Biden delivered his remarks hours after the Pentagon confirmed suicide bombers had inflicted the deadliest attack on US forces in Afghanistan in a decade
President Joe Biden responds to a question from a reporter at the White House in Washington on Thursday, Aug. 26, 2021, about the situation in Afghanistan, after explosions caused casualties and rattled the area outside Hamid Karzai International Airport in Kabul.
Image: Doug Mills/The New York Times
WASHINGTON — It was exactly what President Joe Biden feared most.
His decision to end America’s longest war was driven, he had said repeatedly, by his determination not to sacrifice even one more member of the military on behalf of an effort he had long believed was no longer in the interests of the United States.
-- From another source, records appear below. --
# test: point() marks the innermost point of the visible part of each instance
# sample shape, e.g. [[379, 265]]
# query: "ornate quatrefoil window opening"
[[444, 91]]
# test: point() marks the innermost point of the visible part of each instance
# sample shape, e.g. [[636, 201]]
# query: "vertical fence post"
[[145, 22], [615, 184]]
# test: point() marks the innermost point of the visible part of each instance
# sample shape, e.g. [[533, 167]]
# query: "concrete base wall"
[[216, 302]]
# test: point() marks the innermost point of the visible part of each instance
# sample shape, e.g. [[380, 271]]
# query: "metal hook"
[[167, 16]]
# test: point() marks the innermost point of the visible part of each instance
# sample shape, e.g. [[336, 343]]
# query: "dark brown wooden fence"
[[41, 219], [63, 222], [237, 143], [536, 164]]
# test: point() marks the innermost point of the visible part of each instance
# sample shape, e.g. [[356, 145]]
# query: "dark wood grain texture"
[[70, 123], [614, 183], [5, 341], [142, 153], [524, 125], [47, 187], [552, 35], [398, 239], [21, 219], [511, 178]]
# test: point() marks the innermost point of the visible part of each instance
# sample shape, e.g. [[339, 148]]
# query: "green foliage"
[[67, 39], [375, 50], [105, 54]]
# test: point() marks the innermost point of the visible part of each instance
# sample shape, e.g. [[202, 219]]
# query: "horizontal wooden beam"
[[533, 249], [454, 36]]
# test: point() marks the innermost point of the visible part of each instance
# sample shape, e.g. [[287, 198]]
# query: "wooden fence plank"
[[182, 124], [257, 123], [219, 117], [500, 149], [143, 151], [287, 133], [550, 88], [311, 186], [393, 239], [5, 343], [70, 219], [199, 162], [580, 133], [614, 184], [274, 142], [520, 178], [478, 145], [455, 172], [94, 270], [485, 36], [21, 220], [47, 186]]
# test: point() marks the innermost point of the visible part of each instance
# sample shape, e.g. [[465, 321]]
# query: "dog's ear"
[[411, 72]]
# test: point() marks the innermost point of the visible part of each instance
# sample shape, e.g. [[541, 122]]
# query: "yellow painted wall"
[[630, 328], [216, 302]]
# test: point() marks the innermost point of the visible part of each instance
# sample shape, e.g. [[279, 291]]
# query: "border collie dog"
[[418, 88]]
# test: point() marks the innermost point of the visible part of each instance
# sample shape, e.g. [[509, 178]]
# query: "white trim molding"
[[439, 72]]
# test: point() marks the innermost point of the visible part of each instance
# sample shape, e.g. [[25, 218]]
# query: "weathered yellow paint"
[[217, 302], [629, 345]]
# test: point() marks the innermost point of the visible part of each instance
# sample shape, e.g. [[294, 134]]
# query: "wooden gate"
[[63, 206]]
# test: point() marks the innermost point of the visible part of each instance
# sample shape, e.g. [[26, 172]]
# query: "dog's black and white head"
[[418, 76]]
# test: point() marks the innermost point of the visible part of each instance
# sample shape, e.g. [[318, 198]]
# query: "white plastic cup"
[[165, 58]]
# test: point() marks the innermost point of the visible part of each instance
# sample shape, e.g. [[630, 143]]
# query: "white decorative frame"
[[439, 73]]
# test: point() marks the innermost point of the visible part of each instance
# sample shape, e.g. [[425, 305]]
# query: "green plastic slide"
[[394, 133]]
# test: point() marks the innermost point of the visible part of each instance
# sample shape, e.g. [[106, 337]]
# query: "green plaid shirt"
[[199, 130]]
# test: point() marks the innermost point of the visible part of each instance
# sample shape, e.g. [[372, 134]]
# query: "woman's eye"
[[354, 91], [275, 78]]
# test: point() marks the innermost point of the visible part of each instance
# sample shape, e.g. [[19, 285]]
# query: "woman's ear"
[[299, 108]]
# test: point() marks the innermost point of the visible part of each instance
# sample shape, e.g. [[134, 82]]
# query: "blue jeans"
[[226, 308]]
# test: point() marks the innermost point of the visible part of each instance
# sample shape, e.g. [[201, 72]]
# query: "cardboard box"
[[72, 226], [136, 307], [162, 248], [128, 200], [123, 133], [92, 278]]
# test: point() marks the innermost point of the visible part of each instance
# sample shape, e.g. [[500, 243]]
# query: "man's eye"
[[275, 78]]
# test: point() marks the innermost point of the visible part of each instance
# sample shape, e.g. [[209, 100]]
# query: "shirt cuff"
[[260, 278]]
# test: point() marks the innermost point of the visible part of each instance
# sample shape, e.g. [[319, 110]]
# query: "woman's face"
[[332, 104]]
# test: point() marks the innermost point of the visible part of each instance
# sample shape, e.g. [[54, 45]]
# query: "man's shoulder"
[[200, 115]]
But Thursday morning, the withdrawal he set in motion claimed the lives of 13 U.S. troops, along with scores of Afghan civilians — the first American casualties in Afghanistan in 18 months and the deadliest day there for the U.S. military since 2011.
In searing remarks from the East Room of the White House Thursday evening, Biden pledged to “hunt down” the terrorists who claimed credit for the bombings at the Kabul airport but said the frantic, dangerous evacuation of U.S. citizens and allies from Afghanistan would continue for several more days.
“To those who carried out this attack, as well as anyone who wishes America harm, know this: We will not forgive,” Biden said, using language that had grim echoes of warnings President George W. Bush made after the terror attacks on Sept. 11, 2001. “We will not forget. We will hunt you down and make you pay.”